The output signal powers of the 2nd to the 6th order harmonics are shown in

Figure 9, where x-axis represents frequency and y-axis represents output signal power . The output signal power at the 1 st harmonic is below -100 dBm. It can be found that the rejection of undesired harmonics, e.g., the 2nd, 3rd, 4th, 5th is larger than 13 dB in the 3- dB bandwidth.

Figure 10 plots the conversion gain and power efficiency as a function of the input signal power at frequency fo=25GHz, where x-axis represents input signal power, y-axis to the right represents power efficiency and y-axis to the left represents conversion gain. The conversion gain peaks as the input signal power is around -1 dBm. The maximum power efficiency is 4.3% when the input signal power is 0 dBm. Figure 11 shows the output signal powers of different harmonics versus input signal power, where x-axis represents input signal power and y-axis represents output signal power . It can be seen that the output signal power will be saturated at 0.85 dBm. Further, it can be seen that the rejection of undesired harmonics is almost unchanged with input signal power.

In summary, the frequency multiplier, for example the frequency-multiplier-by-six according embodiments herein has following unique features:

There is no filter or buffer amplifier between two stages, instead an impedance matching circuit comprising a piece of transmission line and a DC decoupling capacitor is connected between the two stages.

The second stage has multi-function, for example, multiplying the 2nd order harmonic, mixing the 2nd and the 4th order harmonics, and amplifying the 6th order harmonic.

The first stage is an even-order harmonics generator without utilizing balun.

These unique features of the frequency multiplier according to embodiments herein result in following advantages: 1 . Good conversion gain and power efficiency without utilizing amplifiers.

2. All transistors in the frequency multiplier according to embodiments herein operate in class-B or C configuration with a low DC power consumption, while the output signal with a specific frequency is obtained via transistor's nonlinear converting.

3. The even-order harmonic generator without balun saves the chip area comparing with that of using a passive or an active balun, respectively.
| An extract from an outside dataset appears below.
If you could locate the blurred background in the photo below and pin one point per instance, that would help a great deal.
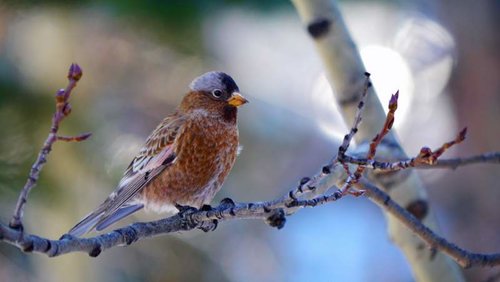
(138, 58)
The frequency multiplier 200,300 according to embodiments herein is suitable for millimeter or macro wave transceivers as an RF signal source generator, for example to generate E-band or D-band signals, in a wireless communication device 1200 as shown in Figure 12. The wireless communication device 1200 comprises a Transceiver 1210, wherein the frequency multiplier 200,300 may be implemented in. The wireless communication device 1200 further comprises a Memory 1220 and a Processing unit 1230.

Those skilled in the art will understand that although transistors Q-| , ⁽ ¾ in the frequency multiplier 300 as shown in Figures 3 and 4 are Bipolar Junction Transistors (BJT), the frequency multiplier 300 may comprise any other types of transistors, such as Field-Effect Transistor (FET), Metal-Oxide-Semiconductor FET (MOSFET), Junction FET (JFET), etc. When using the word "comprise" or "comprising" it shall be interpreted as non- limiting, i.e. meaning "consist at least of".

The embodiments herein are not limited to the above described preferred embodiments. Various alternatives, modifications and equivalents may be used.

Therefore, the above embodiments should not be taken as limiting the scope of the invention, which is defined by the appending claims.